Die Chancen stünden „sehr gut, aus dieser Krise wieder gestärkt hervorzugehen“, sagte der beauftragte Sanierungsexperte Klaus Ziegler. Auch der evangelische Passauer Dekan, Jochen Wilde, der zugleich Diakonie-Aufsichtsratsvorsitzender ist, zeigte sich angesichts der Insolvenz optimistisch: „Kirche und Diakonie wollen gemeinsam für die Menschen da sein - dies wird auch in Zukunft gelingen.“

Das Diakonische Werk Passau unterhält unter anderem soziale und ambulante Pflegedienste, Schuldner- und Insolvenzberatung, Eheberatungsstellen, einen sozialpsychiatrischen Dienst sowie Flüchtlingsberatungsstellen.
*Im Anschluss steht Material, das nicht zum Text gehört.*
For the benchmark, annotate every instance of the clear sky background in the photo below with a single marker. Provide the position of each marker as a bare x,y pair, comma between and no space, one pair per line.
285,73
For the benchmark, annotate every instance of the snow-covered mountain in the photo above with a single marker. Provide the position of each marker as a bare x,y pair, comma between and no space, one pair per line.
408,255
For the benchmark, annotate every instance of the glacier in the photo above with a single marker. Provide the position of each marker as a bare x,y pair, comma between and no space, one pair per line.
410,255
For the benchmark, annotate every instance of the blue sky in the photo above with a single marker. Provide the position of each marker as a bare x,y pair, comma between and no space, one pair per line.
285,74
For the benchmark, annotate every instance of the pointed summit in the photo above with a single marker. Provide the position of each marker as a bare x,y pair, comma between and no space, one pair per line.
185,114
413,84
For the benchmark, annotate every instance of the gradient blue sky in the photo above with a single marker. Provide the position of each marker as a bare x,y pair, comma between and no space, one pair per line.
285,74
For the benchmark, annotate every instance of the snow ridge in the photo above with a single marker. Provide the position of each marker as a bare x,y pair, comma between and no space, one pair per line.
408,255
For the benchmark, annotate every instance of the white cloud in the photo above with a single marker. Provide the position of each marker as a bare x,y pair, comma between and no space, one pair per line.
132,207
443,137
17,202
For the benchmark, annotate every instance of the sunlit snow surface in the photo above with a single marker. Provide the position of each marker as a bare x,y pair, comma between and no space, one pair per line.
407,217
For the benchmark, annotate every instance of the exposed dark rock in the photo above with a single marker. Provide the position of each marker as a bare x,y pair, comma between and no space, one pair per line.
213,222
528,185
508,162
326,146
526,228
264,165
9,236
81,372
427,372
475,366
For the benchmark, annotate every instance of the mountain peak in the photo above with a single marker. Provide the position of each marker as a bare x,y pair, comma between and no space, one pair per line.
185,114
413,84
Rund 3,7 Millionen Euro beträgt das jährliche Haushaltsvolumen. Das evangelische Werk betreibt Außenstellen in Hauzenberg, Vilshofen, Pocking, Simbach und Eggenfelden. Das Tätigkeitsgebiet umfasst den Dekanatsbezirk Passau zwischen Grafenau im Bayerischen Wald und Gangkofen im Rottal.